Sur les frais liés à l’instance :
18. Les dispositions de l’article L. 761-1 du code de justice administrative font obstacle à ce que soit mis à la charge de la métropole de Lyon, qui n’est pas dans la présente instance la partie perdante, le versement d’une somme au titre des frais exposés par M. et Mme B et non compris dans les dépens. Il y a lieu, en revanche, de mettre à la charge de M. B la somme de 1 500 euros au titre des frais de l’instance exposés par la métropole de Lyon.
D E C I D E :
Article 1er : La requête de M. et Mme B est rejetée.
Article 2 : M. B versera à la métropole de Lyon la somme de 1 500 euros en application des dispositions de l’article L. 761-1 du code de justice administrative.
Article 3 : Le présent jugement sera notifié à M. A B et Mme C B et à la métropole de Lyon.
Délibéré après l’audience du 17 avril 2025, à laquelle siégeaient :
M. Jean-Pascal Chenevey, président-rapporteur,
Mme Marine Flechet, première conseillère,
Mme Flore-Marie Jeannot, première conseillère.

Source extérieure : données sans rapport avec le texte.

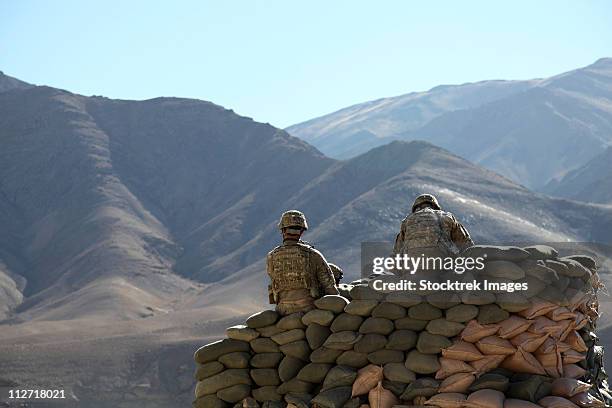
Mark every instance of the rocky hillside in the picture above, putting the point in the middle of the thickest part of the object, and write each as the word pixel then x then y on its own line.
pixel 505 126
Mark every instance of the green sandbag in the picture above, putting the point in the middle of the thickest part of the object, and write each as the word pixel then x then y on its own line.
pixel 461 313
pixel 408 323
pixel 402 340
pixel 298 349
pixel 339 376
pixel 223 380
pixel 444 327
pixel 295 386
pixel 377 325
pixel 422 363
pixel 324 355
pixel 405 299
pixel 209 401
pixel 262 319
pixel 370 342
pixel 333 303
pixel 314 372
pixel 267 393
pixel 265 376
pixel 238 359
pixel 316 335
pixel 428 343
pixel 492 381
pixel 213 351
pixel 361 307
pixel 289 367
pixel 491 314
pixel 389 311
pixel 424 311
pixel 322 317
pixel 208 370
pixel 353 359
pixel 266 360
pixel 241 332
pixel 292 321
pixel 381 357
pixel 345 321
pixel 333 398
pixel 399 373
pixel 234 393
pixel 422 387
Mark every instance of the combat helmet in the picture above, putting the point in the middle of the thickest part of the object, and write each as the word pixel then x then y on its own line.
pixel 293 218
pixel 426 199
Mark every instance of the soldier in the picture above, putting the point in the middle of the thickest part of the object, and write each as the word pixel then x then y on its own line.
pixel 299 273
pixel 431 231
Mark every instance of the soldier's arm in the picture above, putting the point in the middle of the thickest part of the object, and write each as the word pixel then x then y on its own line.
pixel 324 274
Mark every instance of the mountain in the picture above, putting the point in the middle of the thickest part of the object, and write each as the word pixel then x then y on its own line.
pixel 591 182
pixel 506 126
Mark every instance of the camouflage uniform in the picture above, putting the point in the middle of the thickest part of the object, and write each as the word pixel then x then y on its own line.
pixel 298 272
pixel 431 231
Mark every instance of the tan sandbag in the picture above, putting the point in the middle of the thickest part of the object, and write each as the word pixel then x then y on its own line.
pixel 586 400
pixel 512 327
pixel 568 387
pixel 575 341
pixel 572 356
pixel 462 350
pixel 539 307
pixel 379 397
pixel 486 398
pixel 529 341
pixel 516 403
pixel 475 331
pixel 573 371
pixel 487 363
pixel 449 367
pixel 459 382
pixel 494 345
pixel 447 400
pixel 556 402
pixel 523 362
pixel 367 378
pixel 561 313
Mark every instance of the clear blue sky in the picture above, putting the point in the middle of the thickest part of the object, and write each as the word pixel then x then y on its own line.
pixel 287 61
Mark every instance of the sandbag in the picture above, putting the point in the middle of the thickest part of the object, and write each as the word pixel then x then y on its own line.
pixel 346 321
pixel 238 359
pixel 367 378
pixel 475 331
pixel 316 335
pixel 462 350
pixel 370 342
pixel 332 303
pixel 444 327
pixel 398 372
pixel 379 397
pixel 213 351
pixel 422 363
pixel 402 340
pixel 447 400
pixel 449 367
pixel 262 319
pixel 485 399
pixel 376 325
pixel 321 317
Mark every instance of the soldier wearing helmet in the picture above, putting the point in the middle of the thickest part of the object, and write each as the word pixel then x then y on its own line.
pixel 298 272
pixel 429 230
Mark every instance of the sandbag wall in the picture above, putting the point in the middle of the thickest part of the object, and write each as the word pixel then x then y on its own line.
pixel 480 350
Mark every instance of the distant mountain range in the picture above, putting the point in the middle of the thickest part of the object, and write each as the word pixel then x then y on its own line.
pixel 511 127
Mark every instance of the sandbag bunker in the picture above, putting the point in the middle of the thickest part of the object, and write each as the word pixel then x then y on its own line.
pixel 399 349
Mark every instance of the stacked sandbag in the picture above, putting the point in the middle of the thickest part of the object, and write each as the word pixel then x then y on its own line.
pixel 380 350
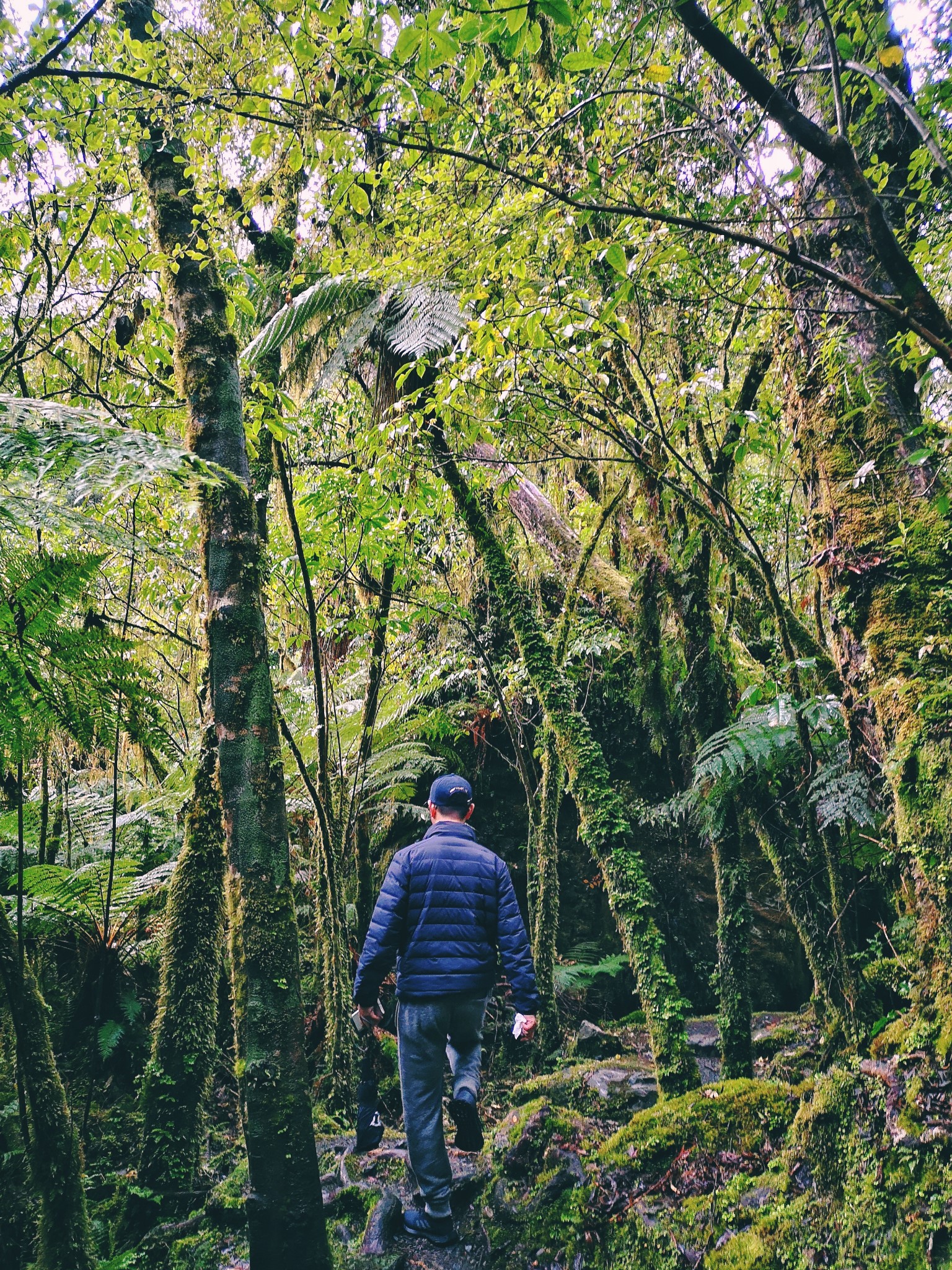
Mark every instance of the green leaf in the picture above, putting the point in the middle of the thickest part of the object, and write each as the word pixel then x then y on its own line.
pixel 582 60
pixel 408 43
pixel 358 200
pixel 516 18
pixel 558 11
pixel 619 260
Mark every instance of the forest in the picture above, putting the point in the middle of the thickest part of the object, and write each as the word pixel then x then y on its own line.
pixel 558 393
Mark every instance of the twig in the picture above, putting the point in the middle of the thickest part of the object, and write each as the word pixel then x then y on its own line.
pixel 30 73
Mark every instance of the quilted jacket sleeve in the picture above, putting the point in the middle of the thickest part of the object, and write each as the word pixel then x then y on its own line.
pixel 385 933
pixel 514 945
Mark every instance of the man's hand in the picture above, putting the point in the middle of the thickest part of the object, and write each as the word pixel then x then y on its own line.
pixel 528 1028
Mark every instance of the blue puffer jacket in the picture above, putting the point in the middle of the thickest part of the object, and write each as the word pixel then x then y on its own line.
pixel 444 907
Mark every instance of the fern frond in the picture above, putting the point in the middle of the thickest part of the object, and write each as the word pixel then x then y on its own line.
pixel 75 454
pixel 759 737
pixel 355 340
pixel 339 294
pixel 842 793
pixel 423 319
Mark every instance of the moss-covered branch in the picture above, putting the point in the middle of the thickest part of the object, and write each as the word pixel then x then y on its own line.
pixel 65 1241
pixel 284 1213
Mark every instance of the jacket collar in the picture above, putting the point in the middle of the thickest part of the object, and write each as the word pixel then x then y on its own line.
pixel 455 828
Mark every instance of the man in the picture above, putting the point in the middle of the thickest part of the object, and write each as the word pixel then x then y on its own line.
pixel 446 906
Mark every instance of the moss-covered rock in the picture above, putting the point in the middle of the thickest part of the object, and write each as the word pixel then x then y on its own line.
pixel 735 1116
pixel 612 1089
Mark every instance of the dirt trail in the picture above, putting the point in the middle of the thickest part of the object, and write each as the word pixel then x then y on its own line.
pixel 386 1171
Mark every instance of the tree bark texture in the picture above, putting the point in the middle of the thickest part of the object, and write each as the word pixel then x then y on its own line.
pixel 284 1212
pixel 65 1241
pixel 368 722
pixel 604 825
pixel 878 526
pixel 184 1038
pixel 545 910
pixel 708 706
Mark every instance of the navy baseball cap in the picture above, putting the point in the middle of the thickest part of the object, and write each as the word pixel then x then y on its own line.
pixel 451 791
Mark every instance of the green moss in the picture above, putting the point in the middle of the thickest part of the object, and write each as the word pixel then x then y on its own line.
pixel 735 1116
pixel 822 1127
pixel 200 1251
pixel 569 1089
pixel 746 1251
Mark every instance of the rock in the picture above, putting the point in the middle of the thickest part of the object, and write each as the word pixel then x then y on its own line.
pixel 503 1207
pixel 594 1042
pixel 607 1081
pixel 621 1083
pixel 381 1225
pixel 757 1198
pixel 521 1156
pixel 644 1090
pixel 569 1161
pixel 703 1037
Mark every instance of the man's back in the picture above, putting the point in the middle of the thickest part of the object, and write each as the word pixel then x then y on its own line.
pixel 446 905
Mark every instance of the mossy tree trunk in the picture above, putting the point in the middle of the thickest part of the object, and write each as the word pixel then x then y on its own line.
pixel 545 911
pixel 604 824
pixel 707 696
pixel 184 1038
pixel 879 522
pixel 284 1212
pixel 65 1241
pixel 368 722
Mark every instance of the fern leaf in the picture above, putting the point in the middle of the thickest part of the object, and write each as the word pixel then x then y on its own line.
pixel 423 319
pixel 842 793
pixel 334 294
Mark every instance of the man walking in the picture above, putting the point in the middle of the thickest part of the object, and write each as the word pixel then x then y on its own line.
pixel 447 905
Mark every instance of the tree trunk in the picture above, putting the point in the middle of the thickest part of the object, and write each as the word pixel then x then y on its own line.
pixel 284 1212
pixel 184 1039
pixel 604 826
pixel 43 803
pixel 368 722
pixel 55 1161
pixel 52 846
pixel 878 522
pixel 707 699
pixel 545 911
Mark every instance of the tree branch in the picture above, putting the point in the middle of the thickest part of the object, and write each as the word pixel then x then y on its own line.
pixel 30 73
pixel 904 318
pixel 837 154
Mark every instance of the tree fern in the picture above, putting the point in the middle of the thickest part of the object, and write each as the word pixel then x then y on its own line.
pixel 410 319
pixel 337 294
pixel 76 454
pixel 423 319
pixel 759 737
pixel 58 668
pixel 842 793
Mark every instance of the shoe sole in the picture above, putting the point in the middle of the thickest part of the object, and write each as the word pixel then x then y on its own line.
pixel 438 1241
pixel 466 1118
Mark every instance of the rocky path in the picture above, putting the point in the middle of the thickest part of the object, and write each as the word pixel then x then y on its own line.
pixel 610 1078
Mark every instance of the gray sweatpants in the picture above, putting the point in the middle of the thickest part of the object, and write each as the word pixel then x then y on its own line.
pixel 428 1033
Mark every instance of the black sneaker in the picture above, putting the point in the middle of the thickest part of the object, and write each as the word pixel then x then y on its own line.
pixel 437 1230
pixel 469 1127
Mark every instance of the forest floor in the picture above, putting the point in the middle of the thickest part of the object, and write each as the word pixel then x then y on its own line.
pixel 816 1161
pixel 609 1080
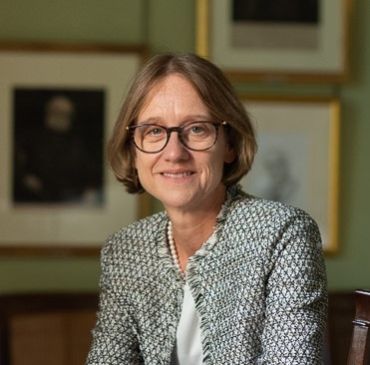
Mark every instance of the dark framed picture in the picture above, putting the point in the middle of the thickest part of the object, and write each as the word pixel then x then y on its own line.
pixel 275 40
pixel 58 106
pixel 58 136
pixel 297 161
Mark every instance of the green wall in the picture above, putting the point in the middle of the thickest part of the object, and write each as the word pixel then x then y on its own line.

Rendu public par mise à disposition au greffe le 15 mai 2025.
La rapporteure,
M. Flechet
Le président,
J.-P. Chenevey
La greffière,
G. Reynaud
La République mande et ordonne à la préfète du Rhône en ce qui la concerne, ou à tous commissaires de justice à ce requis en ce qui concerne les voies de droit commun contre les parties privées, de pourvoir à l’exécution de la présente décision.